Imam al-Suyuthi di dalam al-La’aali
(2/150) berkata, “Al-Hakim dan perawi lainnya mengatakan: Khalid hanya
menyisipkan nama al-Laits dari hadits Ibnu Lahii’ah.” Kemudian al-Suyuthi
menyebutkannya dari jalur Ibnu Lahii’ah. Sesekali ia berkata: Dari ‘Amru bin
Syu’aib, dari ayahnya, dari kakeknya secara marfu’. Terkadang ia berkata: Dari
Ibn Syihab, dari Anas secara marfu’.
Ibn Lahii’ah dinilai Dha’if karena
hafalannya. Beliau juga diriwayatkan dari jalur lain: Dikeluarkan oleh Ibnu
‘Adi dalam al-Kaamil (1/211); dan al-Sahmi di dalam Taarikh Jurjaan (53),
darinya (Ibn Lahii’ah), dari ‘Uqail, dari Makhul secaa marfu’ dan mursal.
Keduanya (Ibn ‘Adi dan as-Sahmi) mengeluarkannya dari jalur Marwan, ia berkata:
"Aku bertanya kepada al-Laits bin Sa’ad – aku pernah melihatnya tidur
setelah ‘Ashar di bulan Ramadhan-, "Wahai Abu al-Harits! Kenapa kamu tidur
setelah ‘Ashar padahal Ibnu Lahii’ah telah meriwayatkan hadits seperti itu
kepada kita..?" lalu ia (Marwan) membacakannya (hadits di atas). Maka
al-Laits menjawab, “Aku tidak akan meninggalkan sesuatu yang berguna bagiku
hanya karena hadits Ibn Lahii’ah dari ‘Uqail.!”

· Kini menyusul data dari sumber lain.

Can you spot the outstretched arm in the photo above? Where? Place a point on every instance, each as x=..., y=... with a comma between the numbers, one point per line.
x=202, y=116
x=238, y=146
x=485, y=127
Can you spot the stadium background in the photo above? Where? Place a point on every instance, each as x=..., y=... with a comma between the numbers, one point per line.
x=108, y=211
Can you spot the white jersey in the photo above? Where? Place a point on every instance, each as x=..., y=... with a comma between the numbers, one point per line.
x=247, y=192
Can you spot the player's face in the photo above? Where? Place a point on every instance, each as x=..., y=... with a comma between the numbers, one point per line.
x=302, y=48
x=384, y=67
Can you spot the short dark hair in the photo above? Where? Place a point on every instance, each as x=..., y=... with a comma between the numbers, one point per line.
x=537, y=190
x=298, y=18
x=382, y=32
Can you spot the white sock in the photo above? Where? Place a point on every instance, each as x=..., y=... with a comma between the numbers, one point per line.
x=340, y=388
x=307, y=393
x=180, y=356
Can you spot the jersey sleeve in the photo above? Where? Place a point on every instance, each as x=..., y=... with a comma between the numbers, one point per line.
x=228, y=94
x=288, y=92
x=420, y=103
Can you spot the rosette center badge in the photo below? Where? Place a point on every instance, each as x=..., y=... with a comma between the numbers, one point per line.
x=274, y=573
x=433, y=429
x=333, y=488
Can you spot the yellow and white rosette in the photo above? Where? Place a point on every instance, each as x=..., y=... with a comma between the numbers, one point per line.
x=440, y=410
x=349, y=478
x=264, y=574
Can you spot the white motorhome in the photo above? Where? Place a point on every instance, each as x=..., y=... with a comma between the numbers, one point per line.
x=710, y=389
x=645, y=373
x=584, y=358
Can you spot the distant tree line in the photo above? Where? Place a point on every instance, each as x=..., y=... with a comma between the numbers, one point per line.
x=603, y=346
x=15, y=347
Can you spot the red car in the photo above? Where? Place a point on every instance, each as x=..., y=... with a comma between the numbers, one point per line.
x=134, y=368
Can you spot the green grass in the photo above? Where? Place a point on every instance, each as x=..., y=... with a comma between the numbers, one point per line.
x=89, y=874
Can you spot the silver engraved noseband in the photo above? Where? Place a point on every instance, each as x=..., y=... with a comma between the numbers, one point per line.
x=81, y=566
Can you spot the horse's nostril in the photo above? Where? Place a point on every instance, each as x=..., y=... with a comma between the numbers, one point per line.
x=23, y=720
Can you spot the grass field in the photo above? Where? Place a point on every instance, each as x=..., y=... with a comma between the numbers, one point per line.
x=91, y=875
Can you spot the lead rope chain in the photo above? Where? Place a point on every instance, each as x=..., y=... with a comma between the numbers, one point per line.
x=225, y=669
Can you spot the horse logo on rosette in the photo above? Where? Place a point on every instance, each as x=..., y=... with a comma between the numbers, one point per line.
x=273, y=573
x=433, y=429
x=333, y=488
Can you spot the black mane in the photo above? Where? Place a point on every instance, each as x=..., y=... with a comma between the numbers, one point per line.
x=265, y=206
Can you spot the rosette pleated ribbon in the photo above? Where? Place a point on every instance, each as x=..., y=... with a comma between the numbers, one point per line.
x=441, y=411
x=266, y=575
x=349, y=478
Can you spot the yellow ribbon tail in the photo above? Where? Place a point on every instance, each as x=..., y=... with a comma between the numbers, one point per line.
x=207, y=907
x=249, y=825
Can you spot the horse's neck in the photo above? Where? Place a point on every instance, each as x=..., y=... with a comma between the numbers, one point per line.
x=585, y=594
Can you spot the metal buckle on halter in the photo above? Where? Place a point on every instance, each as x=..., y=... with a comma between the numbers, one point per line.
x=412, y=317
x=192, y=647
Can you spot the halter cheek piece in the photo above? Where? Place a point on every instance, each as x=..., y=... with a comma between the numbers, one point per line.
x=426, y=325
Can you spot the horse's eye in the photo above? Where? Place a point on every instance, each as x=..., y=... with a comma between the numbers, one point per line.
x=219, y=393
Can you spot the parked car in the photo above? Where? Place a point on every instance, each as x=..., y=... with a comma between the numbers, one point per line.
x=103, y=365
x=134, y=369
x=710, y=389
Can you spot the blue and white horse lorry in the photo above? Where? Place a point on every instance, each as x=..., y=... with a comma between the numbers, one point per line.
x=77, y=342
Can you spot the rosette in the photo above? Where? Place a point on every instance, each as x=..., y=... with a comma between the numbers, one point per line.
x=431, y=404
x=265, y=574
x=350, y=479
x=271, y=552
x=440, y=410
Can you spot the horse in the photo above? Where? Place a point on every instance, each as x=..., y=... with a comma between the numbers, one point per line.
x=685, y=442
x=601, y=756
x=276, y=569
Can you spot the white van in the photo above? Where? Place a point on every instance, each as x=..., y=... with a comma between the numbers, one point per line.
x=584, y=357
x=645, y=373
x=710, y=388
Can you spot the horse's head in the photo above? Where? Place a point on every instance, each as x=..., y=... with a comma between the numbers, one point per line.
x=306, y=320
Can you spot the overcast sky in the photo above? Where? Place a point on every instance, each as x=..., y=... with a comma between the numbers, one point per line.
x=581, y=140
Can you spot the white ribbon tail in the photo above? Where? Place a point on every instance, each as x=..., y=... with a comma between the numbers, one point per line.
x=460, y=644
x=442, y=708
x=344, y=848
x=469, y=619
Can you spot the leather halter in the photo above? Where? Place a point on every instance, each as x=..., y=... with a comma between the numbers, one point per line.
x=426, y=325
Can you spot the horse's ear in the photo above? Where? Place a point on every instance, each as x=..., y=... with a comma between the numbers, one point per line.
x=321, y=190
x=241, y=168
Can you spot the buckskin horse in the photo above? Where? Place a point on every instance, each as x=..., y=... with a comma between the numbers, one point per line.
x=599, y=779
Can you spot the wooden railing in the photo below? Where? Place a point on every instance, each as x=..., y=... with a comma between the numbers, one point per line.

Kemudian Ibn ‘Adi meriwayatkan dari
jalur Manshur bin ‘Ammar: "Ibnu Lahii’ah menceritakan kepada kami’, dari
‘Amru bin Syu’aib, dari ayahnya, dari kakeknya."
Hadits tersebut juga diriwayatkan oleh
Abu Ya’la dan Abu Nu’aim di dalam "ath-Thibb an-Nabawi" (2/12), dari
‘Amru bin al-Hushain, dari Ibnu ‘Ilaatsah, dari al-Auza’i, dari az-Zuhri, dari
‘Urwah, dari ‘Aisyah secara marfu’. ‘Amr bin al-Hushain ini adalah seorang
pembohong sebagaimana yang dikatakan al-Khathib dan ulama hadits lainnya. Ia
perawi hadits lain tentang keutamaan ‘Adas (sejenis makanan), dan itu merupakan
hadits palsu. (Selesai dari perkataan Syaikh al-albani rahimahullah)
Hukum Tidur Habis 'Ashar
Terdapat dua pendapat yang masyhur di
kalangan ulama tentang tidur sesudah 'Ashar.
Pertama, hukumnya makruh
sebagaimana yang disebutkan oleh banyak fuqaha' dalam kitab-kitab fikih mereka.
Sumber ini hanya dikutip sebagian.